January 11, 2021 – This documentary shows the horror of what happens when the power of society, customs and religion are all focused on eliminating a certain segment of the population. In this case, the people being hunted down, tortured and killed are homosexuals and the country is Chechnya, with the support of Russia.
Filmmaker David France (“How to Survive a Plague”) who has been involved in gay rights issues before, embedded himself in a Moscow group (an operation of the Russian LGBT Network) working to rescue gay people in order to make this film. Islam is the predominant religion in the Republic of Chechnya.
This film uses groundbreaking technology in order to put a human face on the story. Rather than the usual face-blurring methods, this film uses new visual effects techniques to seamlessly replace the faces of people in danger with new faces in order to hide their identities. It is a remarkably unobtrusive new way to achieve this goal.

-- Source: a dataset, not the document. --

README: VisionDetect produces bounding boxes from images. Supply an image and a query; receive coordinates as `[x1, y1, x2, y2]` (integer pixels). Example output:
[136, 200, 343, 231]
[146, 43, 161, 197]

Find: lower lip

Among those rescued in the film are entire families under threat because of government pressure for them to reveal the hiding places of a gay family member. Whole families lose their possessions, homes, livelihoods, friends and their countries simply for refusing to betray gay family members to Chechen authorities.
The most prominent people in the film are Chechen singer Zelim Bakaev (seen only in file footage) who disappeared in 2017. Bakaev is believed to have been abducted and murdered because he was gay. The other prominent person in the film is Maxim Lapunov, who publicly seeks an investigation into these Chechen crimes, but his efforts are summarily rebuffed by Russian authorities.
Dramatic episodes in the film involve the transport of refugees from Chechnya and Russia to other countries, including Canada (the U.S. refuses to grant asylum to these refugees). However, life is perilous for these refugees. One man in a Moscow safe house attempts suicide. A gay woman is shown being murdered by a member of her own family in another video. Such murders are sometimes called “honor killings.” There have been honor killings in the United States in recent years. Often it is women who are killed by family members, sometimes because they are dating men of races or religions that are unacceptable to the family.
A woman named Anya who was rescued from Chechnya, grows weary of being isolated for six months waiting for her legal status to be cleared up. She is warned not to leave the safe house. Anya suddenly disappears, and is not heard from again, rescuers fear she was captured by authorities and perhaps killed for being gay.
These episodes of liberation from Chechnya are often bittersweet, since those who successfully flee are often cut off from their homes, belongings, jobs, families, and sometimes even their native languages. Those who escape speak of their fear of being captured, and perhaps being on the run and in hiding for years.
According to the documentary, the purge against gays in Chechnya began with a routine drug raid. The police found explicit gay pictures in a man's phone captured in the raid. The man was tortured to get the names of his gay friends. His friends were, in turn captured and tortured, and so on. From there, the violence spread to the whole country.
The close relationship between Chechen leader Ramzan Kadyrov and Vladimir Putin is discussed in the film. There are clips from a televised interview with Kadyrov who is clearly uncomfortable being asked about the anti-gay purges in Chechnya. He claims there is no purge, and even claims there are no gay men in Chechnya. Similar denials have been made by other leaders in other countries, including Maylaysia and Iran.
This is a daring, groundbreaking and powerful documentary that dramatically illustrates human rights abuses in Chechnya and Russia. It is not just about the evil that people do to each other in the name of fear, but it also highlights the courage and compassion of those who seek to fight that same evil. This film rates a B+.